Famously, Sherlock Holmes makes reference in one of Sir Arthur Conan Doyle's mysteries to "the curious incident of the dog in the night-time." In the story, a horse is stolen from a barn in the middle of the night; Holmes makes this reference; Watson replies something along the lines of, "But the dog did not bark;" Holmes, in his smugly self-satisfied manner responds, "That was the curious incident." The fact that the dog did not bark while a horse was being stolen indicated that the thief was someone the dog would have been familiar with; as a result, the perpetrator (I believe it was the horse's trainer) was identified.
Occasionally I've heard this theme referred to as "the dog that didn't bark," which I suppose does the trick just as well. In the context of the story, we're meant to learn that observation and analysis requires us not just to pay attention to the things that stand out, but also to the things that *should* stand out, but for some reason do not.
However, in our data analyst lives, we encounter this silent dog all the time. Something should be barking, but isn't. And why is that? Sometimes it's because our assumptions are faulty, as they might have been in the Holmes story above. But more often, it's because the dog that should be there, barking, has gone missing. Which is to say: we don't have enough data to understand our problem in context.
Pedantic Aside (Ooh, Already?

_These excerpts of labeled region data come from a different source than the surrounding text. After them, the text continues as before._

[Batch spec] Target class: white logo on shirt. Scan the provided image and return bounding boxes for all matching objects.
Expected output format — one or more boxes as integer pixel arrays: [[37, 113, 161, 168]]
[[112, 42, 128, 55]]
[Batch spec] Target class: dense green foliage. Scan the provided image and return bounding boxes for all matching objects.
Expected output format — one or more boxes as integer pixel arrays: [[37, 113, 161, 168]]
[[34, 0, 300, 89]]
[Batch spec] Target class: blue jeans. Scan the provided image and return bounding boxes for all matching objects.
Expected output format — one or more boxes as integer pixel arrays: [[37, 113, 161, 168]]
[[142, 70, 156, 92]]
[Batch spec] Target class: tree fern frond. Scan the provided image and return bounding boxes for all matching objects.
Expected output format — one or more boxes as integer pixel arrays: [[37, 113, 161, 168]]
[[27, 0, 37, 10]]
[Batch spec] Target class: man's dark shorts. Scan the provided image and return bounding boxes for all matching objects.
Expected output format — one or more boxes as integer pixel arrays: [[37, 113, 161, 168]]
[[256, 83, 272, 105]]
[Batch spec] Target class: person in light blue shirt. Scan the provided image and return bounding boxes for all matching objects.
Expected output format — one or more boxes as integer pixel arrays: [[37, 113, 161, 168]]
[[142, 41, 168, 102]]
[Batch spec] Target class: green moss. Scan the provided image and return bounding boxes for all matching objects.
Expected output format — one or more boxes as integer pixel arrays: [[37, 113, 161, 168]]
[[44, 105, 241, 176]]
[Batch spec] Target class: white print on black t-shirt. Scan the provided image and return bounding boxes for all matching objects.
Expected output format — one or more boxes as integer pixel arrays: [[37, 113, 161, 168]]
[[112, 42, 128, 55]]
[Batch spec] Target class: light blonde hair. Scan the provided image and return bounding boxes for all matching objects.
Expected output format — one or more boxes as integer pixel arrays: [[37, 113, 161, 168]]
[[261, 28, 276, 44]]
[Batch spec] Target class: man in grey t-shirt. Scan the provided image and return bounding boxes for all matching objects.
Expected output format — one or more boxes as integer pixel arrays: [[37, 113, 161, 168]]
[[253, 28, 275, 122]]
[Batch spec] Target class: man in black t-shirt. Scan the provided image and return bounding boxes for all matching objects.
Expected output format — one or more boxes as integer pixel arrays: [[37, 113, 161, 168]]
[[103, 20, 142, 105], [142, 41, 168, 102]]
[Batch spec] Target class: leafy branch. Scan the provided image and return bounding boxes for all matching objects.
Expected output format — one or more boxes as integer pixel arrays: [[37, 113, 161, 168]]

It's So Early in the Post!)
Now, an argument can be made that we never have "enough" data to put a problem in context. Especially when our mandate crosses over from "show me what this data is" to "explain to me why this data is like this," we're always going to be working at some level of abstraction. I get that. But you can't refuse to tackle an analysis just because you don't have all the data ever collected. You've got to determine what you need, at a minimum, to be honest, and truthful, and faithful to the reality your data is presenting. The perfect is the enemy of the good, yes; but the crap is the enemy of all of us.
Lost Dogs: Reward
A recent #MakeoverMonday challenge provided us data about Fortune 500 companies. Specifically, this tranche of data showed us that Apple was the most profitable Fortune 500 company by a significant amount; then, it included companies ranked 2 through 25 on that same metric from among the Fortune 500. It also included someone's characterization of the specific business sector to which that company belonged.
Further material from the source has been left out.